News and brain candy for the philosophy community
Science, we know, demands that we become comfortable dwelling within the abstract. No one can ever ‘see’ a quark or lepton, though we can listen to musical interpretations of the activity of subatomic particles. So too, the very cells that constitute our bodies are elusive; when we isolate them and direct light upon them to study them, we inevitably kill them. The less we can visualise, make auditory, or tactile the subjects of micro-science, the fewer chances are there that we will trade the mental state of wonderment for familiarity and comprehension. It may not be hyperbole to say that some of the philosophical questions that arise through science are merely the result of a lack of immediate, visual, auditory and tactile information about the object in question.
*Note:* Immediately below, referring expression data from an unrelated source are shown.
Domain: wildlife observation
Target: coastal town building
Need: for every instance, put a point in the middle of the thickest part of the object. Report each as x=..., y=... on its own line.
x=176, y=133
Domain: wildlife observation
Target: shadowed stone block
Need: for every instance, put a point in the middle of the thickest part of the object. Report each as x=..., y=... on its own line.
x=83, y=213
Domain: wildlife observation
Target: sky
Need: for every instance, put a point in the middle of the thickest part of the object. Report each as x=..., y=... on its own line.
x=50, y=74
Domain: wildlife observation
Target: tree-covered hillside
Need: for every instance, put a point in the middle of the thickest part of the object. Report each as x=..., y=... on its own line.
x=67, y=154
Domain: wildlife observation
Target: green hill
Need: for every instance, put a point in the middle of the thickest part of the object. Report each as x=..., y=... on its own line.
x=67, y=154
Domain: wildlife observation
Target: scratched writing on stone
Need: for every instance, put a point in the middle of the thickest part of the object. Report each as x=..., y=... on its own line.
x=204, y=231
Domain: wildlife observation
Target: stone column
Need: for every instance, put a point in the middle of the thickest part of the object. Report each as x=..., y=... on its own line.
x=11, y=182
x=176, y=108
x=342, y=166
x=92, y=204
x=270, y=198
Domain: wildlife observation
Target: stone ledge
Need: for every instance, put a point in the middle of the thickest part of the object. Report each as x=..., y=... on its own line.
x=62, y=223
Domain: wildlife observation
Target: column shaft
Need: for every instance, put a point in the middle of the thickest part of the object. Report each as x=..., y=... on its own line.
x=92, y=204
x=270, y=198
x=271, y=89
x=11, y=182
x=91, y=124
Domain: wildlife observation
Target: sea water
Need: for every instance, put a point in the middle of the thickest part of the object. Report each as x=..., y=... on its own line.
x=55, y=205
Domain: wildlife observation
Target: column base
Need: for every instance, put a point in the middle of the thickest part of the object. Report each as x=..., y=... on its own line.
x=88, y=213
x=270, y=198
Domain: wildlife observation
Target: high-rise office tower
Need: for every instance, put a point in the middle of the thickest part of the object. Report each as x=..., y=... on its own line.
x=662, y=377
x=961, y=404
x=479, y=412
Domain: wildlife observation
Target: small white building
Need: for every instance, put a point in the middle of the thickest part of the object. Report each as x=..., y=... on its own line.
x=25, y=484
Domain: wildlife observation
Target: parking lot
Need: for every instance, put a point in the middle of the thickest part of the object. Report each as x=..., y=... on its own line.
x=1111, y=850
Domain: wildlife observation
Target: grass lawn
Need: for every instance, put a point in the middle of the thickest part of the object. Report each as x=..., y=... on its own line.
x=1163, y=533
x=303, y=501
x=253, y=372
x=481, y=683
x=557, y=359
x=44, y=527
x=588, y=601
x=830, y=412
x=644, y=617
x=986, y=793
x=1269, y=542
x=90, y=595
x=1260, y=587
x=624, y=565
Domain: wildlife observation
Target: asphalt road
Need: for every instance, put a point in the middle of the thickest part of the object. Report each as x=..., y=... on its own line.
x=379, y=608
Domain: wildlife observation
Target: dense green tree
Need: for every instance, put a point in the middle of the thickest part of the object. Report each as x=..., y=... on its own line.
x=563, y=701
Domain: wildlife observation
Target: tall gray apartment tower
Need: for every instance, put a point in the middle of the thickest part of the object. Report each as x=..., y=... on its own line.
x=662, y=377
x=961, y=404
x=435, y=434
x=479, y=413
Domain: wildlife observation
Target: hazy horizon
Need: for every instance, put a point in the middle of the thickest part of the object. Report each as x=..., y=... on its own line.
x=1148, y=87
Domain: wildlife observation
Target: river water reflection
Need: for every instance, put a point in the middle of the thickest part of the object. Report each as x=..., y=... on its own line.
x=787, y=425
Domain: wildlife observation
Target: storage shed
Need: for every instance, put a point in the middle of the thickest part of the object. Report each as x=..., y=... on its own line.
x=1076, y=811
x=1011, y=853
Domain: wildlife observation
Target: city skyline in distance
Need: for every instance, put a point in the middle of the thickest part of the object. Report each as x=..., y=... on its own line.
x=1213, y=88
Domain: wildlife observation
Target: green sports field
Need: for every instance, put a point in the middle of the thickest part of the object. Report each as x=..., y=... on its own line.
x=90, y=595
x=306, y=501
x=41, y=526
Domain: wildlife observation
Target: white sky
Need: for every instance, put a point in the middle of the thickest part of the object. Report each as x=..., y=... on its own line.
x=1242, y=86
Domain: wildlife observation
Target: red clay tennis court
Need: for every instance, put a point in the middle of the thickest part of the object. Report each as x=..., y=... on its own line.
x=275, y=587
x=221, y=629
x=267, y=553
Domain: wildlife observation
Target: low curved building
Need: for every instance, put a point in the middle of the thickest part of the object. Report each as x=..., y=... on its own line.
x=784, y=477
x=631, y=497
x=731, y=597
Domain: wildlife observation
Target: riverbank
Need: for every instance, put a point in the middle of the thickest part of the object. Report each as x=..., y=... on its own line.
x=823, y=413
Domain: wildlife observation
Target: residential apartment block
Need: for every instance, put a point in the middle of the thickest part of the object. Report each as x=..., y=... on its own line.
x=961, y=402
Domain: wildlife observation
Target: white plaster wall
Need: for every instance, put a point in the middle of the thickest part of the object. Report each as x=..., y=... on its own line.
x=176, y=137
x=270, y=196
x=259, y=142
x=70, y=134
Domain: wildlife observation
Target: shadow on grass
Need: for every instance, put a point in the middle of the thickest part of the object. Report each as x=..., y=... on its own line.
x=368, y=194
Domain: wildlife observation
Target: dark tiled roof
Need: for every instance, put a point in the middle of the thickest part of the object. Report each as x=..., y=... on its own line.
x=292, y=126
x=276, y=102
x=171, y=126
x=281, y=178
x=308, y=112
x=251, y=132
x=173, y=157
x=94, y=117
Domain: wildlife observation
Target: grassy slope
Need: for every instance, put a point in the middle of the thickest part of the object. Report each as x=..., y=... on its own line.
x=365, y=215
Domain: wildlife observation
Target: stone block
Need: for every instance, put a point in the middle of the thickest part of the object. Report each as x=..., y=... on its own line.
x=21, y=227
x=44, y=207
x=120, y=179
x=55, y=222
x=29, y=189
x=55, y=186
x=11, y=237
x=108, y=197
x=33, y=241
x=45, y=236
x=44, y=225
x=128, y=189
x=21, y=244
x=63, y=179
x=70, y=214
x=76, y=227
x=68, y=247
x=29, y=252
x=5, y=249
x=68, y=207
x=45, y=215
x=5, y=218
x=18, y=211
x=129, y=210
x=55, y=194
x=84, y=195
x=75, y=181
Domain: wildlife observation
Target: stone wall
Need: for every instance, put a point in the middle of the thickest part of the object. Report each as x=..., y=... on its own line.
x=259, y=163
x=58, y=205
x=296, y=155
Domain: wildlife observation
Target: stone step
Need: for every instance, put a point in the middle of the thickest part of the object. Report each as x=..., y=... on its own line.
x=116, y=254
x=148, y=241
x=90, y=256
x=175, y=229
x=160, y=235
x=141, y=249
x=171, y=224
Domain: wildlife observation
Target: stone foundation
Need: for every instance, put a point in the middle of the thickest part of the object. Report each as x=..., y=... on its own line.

However, as the BBC Reports, a team of researchers led by physicist Eric Betzig have recently published in Nature Methods have shed new light– ‘Light Sheets’, to be exact– on the cell, allowing us for the first time to ‘see’ the living cell not only in movement, but in three dimensions. A short video of the cells can be seen here. The images are created by sending very thin discs of light through the cells, and then layering the resulting images, thereby avoiding damage to the organism.
Watching the cells move may at first merely appeal to our willingness to attribute intentionality to certain kinds of dynamic systems; wriggling, jerky movements rationalise judgement that the object in question behaves according to certain goals or ends, that it shares with us a relation to the world that is governed by pragmatic concerns. Perhaps one also feels rather shocked at realising just how volatile one’s body is at the cellular level. Greater visual understanding of life at the micro level might also affect our attitudes towards death; while many persons and philosophers currently treat death as merely involving the cessation of those cells that make up our cognitive lives, we may feel less willing to make such conclusions after we fill in much of our abstract knowledge.